I'm cold.
*******************************************************************************
"You're a what?" he called after her. "That doesn't make any sense."
"I'm a reincarnated soul. Or totally crazy, depending on how you want to see it." She sat down on the couch and rested her forehead on the base of her palms. "I remember my past life. In excruciating detail. Said life where I was not a plant, had a family, and died a horrible death after a long and not terribly well-lived existence.
"Sometimes I wonder if this planet is supposed to be heaven or hell for me," she muttered. In a normal tone she continued, "But it's just another life for me."
"Say that again," he asked, sitting beside her. "I'm not sure I heard you right."
"I lived. I died. I came here to start the cycle again." She sat back in the couch and rested her head against the wall, closing her eyes.
"That's… crazy."
"Yeah, that's the other option."
"But… I mean, how?"
"A being that span dimensions brought me here, chucked me in Knives' ship, then sat back to watch the fun times that ensued."
"A what?"
"I called her Dream Dancer. Isn't that trite? When I was… dying…the only thing that kept me from breaking was my hope that after that life I might find a place where my dreams could come true. I believed in her with all my heart, all my soul, all my mind. Everything. And when I died, she collected my soul, told me that she loved me, and then said that my dreams lay here. Lying bitch," she said without heat.
"Your dreams?"
"Silly things. Love. Peace. Nothing I've found yet. I was supposed to fall in love with the first person I saw. That was Knives." She snorted. "And peace? What part of peace has you and Effie and Mr. Herman in it? I'm tired of fighting, but that's the only thing I do. The only thing I know how to do, I guess." She tried to keep her tone light, but her feelings betrayed her, twisting what she said from a joke into how she truly felt.
"That's… impossible."
"Then explain to me how I know what rain smells like. It doesn't rain here. Tell me how I know what a forest feels like, an old forest, filled with trees hundreds of years old. Tell me how I know what the ocean tastes like, the feel of brine in a cut, the sharp sting of water against your skin. Tell me how I know these things, if my last life wasn't real.
"Tell me why I'm so messed up in this one if I didn't live my last one. Tell me that."
"I… you want me to believe that not only are you a plant, you're not even a normal one of those?"
"What's normal, Mark?" she asked, lifting her head and looking him in the eye. "I'm just me. That's all I know how to be."
"This is insane. Or you are." He stood and began to pace the room. "Another life? You?" he asked turning his head to shoot her an incredulous look before he returned to looking at his feet as he paced. "The woman with the least life in the lab? The most boring person around, the colorless mouse. You know that's what they call you; not all of them are kind enough to say it behind your back. You. A full life? And died? How did you die?"
"Torture."
He stopped pacing and shot her a startled look. "Torture?"
"Yes. Death by torture."
"That's what you meant, when you said that you had recently undergone a course in torture, back then, wasn't it?"
She shrugged. "Yeah. It was. I thought it sounded better if I seemed to have been being trained in the finer use of the art and not been shown."
"Tortured. To death. Did you deserve it?"
"They thought so."
"Did you?"
She didn't answer.
He walked over and put his hands on her shoulders. "Tell me. Do you think you deserved to be tortured to death?"
She didn't meet his eyes. "Yes," she whispered.
"Damn." He pushed back and resumed his pacing, repeating the word with each step he took. "What did you do?"
"I killed people."
"Well, at least you've stayed in character in this life."

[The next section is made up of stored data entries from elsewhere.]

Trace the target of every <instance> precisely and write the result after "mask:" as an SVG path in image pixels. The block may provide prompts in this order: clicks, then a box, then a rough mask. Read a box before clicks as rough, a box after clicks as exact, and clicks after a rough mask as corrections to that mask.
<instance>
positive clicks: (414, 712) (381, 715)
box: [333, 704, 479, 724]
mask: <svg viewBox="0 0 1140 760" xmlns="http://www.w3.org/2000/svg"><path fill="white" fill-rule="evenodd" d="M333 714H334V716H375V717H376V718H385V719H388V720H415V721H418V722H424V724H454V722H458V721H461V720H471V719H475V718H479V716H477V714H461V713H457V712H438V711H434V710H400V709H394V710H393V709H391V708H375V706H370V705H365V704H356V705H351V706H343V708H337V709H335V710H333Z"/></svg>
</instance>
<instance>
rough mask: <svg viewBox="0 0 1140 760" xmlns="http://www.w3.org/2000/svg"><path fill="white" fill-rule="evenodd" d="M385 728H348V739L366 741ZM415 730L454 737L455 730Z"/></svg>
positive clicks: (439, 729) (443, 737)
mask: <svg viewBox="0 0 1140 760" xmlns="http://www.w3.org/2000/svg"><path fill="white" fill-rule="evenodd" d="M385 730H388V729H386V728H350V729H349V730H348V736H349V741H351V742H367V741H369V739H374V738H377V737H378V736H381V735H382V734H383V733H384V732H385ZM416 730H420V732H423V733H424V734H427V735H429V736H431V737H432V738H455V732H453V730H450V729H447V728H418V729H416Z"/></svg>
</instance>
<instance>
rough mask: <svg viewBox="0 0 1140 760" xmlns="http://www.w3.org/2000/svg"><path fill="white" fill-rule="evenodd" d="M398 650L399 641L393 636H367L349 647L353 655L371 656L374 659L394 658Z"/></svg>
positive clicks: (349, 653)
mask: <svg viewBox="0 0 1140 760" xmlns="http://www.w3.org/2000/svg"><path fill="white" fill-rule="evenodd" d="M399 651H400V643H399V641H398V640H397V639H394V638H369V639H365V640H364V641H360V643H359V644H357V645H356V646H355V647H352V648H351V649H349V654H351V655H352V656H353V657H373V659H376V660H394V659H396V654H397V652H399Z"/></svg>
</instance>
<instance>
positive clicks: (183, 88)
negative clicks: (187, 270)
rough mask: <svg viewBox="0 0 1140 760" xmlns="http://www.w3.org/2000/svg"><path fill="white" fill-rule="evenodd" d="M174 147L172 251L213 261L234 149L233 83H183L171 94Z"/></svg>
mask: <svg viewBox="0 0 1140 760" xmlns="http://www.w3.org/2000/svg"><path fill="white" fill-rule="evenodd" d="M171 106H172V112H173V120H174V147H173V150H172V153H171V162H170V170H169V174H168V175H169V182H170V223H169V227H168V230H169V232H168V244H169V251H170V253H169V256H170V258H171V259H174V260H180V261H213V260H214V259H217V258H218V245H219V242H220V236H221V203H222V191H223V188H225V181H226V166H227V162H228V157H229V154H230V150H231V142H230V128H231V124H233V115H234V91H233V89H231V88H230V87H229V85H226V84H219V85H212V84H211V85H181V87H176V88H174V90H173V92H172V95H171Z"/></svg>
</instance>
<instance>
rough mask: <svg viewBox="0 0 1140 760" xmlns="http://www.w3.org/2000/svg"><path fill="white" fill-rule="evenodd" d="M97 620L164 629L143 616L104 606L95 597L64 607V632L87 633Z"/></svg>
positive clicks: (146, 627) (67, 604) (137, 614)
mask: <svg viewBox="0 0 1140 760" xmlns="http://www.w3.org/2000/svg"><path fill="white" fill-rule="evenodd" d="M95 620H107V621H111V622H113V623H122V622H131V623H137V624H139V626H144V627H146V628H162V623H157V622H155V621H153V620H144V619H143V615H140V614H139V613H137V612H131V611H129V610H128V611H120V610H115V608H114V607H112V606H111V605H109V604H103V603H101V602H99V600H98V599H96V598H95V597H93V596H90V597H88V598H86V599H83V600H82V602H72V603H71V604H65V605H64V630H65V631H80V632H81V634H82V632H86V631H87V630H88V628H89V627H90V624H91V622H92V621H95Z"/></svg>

Her eyes flashed angrily, but she kept her mouth shut. The anger died away almost as swiftly as it arose, to be replaced with a dull apathy. She knew what it was like to not have a soul. It felt a lot like this.
"How many?"
"How many what?" she repeated dully, her mind having shut itself out of the conversation already.
"How many people did you kill?"
"Ten thousand," she barked out, the direct question sparking the anger again. "All up close and personal. Each died close enough for me to see the life drain out of their eyes." Then the tinder for the spark of feeling guttered and died, and she returned to feeling listless.
"My… god…." He fell silent and turned to face the far wall, mind racing as he tried to comprehend death on that scale.
"I thought I was doing the right thing. Then I found I had been wrong. Feel free to hate me," she said diffidently as she stood up from the couch. "I need to get back to work."